The shooting had a major impact on his life and work, even beyond the considerable physical scars it left. He became much more guarded, abandoning much of his filmmaking and more controversial art and focusing more on business, founding what became Interview magazine in 1969. Warhol had shown interest in death and violence in his earlier work, including a series of paintings of death and disaster ripped from the headlines, like car crashes and electric chairs. Post-shooting, he revisited the theme of death, painting a series of skulls and one of guns, a weapon with which he now had an intensely personal connection. “I said that I wasn’t creative since I was shot, because after that I stopped seeing creepy people,” Warhol wrote in his diary in November 1978.
More importantly, the shooting intensified Warhol’s fear and loathing of hospitals, though he embraced alternative health treatments like healing crystals.

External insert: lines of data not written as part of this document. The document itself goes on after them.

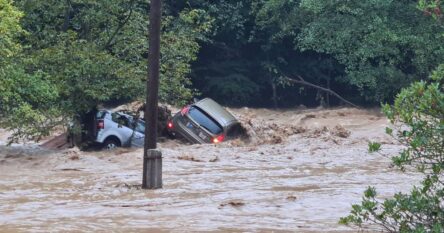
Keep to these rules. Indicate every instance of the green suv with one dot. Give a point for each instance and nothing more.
(204, 122)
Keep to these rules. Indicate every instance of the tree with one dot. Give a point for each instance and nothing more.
(418, 115)
(89, 53)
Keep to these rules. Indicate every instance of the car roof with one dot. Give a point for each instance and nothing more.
(217, 112)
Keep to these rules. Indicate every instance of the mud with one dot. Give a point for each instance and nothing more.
(298, 170)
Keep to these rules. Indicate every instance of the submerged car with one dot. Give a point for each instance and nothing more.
(116, 129)
(205, 121)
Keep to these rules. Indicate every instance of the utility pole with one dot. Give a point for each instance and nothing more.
(152, 158)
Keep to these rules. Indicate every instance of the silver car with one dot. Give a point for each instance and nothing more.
(116, 129)
(204, 122)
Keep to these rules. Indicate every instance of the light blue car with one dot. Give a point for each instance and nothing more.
(117, 129)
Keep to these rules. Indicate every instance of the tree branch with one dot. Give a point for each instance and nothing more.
(301, 81)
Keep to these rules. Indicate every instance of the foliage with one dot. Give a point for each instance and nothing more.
(418, 115)
(385, 45)
(89, 53)
(9, 29)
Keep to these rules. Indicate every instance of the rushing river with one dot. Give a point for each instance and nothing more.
(298, 174)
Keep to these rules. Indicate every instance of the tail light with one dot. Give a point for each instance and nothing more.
(218, 139)
(185, 110)
(170, 125)
(100, 124)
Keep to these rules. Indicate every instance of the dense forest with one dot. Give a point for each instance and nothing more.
(61, 58)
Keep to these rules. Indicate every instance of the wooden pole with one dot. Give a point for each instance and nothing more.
(152, 158)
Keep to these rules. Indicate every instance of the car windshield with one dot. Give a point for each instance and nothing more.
(140, 127)
(204, 120)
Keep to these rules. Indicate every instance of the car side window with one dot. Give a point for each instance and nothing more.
(119, 119)
(235, 131)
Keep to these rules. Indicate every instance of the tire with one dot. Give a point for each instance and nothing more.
(111, 144)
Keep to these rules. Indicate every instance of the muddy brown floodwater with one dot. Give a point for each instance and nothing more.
(299, 171)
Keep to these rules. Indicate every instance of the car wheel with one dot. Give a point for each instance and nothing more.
(111, 144)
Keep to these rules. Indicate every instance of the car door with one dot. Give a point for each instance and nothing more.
(138, 137)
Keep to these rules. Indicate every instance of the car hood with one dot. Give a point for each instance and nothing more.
(216, 111)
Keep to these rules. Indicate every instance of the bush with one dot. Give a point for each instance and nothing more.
(418, 119)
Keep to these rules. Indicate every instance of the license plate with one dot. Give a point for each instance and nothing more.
(201, 135)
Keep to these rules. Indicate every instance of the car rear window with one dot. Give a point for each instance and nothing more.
(140, 127)
(204, 120)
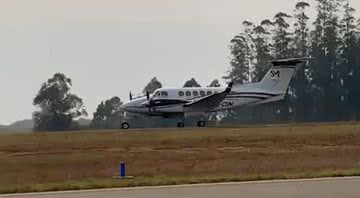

This reticence produced fatal results on February 21, 1987, when Warhol died of cardiac arrest suffered after gallbladder surgery, a procedure that he had delayed for several years due to his fear of hospitals. “He could have gotten [the surgery] scheduled and done earlier, had he been more preventative about his health,” Diaz says. “But until the end, he avoided hospitals. He was always nervous about getting sick. I think death always made him nervous, but of course, having almost died once really escalated that.”